La première initiative s’est décidée, c’est bien connu, "sur un comptoir", entre trois ou quatre personnes, sans concertation et avis des acteurs de la profession. Elle signe la gabegie d’un hospitalo-centrisme, qui a englouti à deux reprises des millions d’euros (payés par les contribuables), la première fois en 1990 dans la rénovation d’un hôpital qui va être bientôt abandonné ou détruit en raison de la construction de la route des Tamarins... Et la seconde fois pour la reconstruction, à l’écart de la ville, d’un asile fermé (le dernier de France et d’Outre-mer) coincé entre deux lotissements de haut de gamme et une ravine sur un plateau exigu.

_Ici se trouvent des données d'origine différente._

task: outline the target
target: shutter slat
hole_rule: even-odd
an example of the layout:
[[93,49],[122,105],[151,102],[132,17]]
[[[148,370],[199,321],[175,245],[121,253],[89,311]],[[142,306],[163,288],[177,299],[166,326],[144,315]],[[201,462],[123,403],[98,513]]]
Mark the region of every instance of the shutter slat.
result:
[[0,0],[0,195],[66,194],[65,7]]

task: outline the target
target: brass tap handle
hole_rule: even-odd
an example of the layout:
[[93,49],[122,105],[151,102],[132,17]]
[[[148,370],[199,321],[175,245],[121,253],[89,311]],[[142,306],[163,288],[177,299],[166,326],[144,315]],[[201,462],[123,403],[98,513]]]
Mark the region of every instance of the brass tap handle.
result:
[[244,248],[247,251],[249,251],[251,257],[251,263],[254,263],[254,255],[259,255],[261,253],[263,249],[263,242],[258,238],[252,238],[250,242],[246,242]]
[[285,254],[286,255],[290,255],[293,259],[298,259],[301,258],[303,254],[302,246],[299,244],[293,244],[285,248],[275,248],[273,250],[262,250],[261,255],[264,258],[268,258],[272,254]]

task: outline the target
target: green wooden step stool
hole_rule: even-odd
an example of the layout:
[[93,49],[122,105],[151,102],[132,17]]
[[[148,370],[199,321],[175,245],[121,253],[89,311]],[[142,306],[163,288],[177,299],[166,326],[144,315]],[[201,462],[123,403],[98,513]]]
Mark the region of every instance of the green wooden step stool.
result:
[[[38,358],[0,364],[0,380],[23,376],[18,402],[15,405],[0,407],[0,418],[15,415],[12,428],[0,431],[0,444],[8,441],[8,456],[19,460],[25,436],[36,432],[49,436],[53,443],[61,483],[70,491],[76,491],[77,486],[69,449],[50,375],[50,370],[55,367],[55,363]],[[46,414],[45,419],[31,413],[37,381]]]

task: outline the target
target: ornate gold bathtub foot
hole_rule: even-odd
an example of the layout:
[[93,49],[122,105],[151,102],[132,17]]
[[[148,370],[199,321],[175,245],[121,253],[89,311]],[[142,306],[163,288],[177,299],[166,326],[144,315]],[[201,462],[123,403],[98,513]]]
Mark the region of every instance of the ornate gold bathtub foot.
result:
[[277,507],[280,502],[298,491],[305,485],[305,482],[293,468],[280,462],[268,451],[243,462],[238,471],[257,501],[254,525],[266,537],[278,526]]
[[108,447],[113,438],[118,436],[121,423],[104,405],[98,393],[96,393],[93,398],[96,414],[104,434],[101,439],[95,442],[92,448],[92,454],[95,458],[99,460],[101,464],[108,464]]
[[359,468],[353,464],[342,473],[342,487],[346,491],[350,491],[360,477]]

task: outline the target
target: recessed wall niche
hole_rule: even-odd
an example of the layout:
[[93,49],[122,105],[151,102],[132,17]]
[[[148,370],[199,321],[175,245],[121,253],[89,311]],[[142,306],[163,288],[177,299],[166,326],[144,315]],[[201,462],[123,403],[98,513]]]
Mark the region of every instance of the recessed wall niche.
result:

Cette politique locale doit être ici dénoncée fermement, pour son incompétence bornée, sa partialité, son mépris des acteurs de la santé mentale et sa double et incurable méconnaissance : celle du terrain et de la socialité réunionnaise mais aussi des orientations ministérielles nationales.
Ces personnages, que nous avons récemment comparés à de nouveaux fermiers généraux, sont-ils au service de la République, c’est-à-dire du peuple ? Toute l’Histoire de la santé mentale tourne le dos depuis cinquante ans à la création de lits hospitaliers, qu’ils soient publics ou privés, et au développement de la prévention et d’un accès maximum aux soins primaires.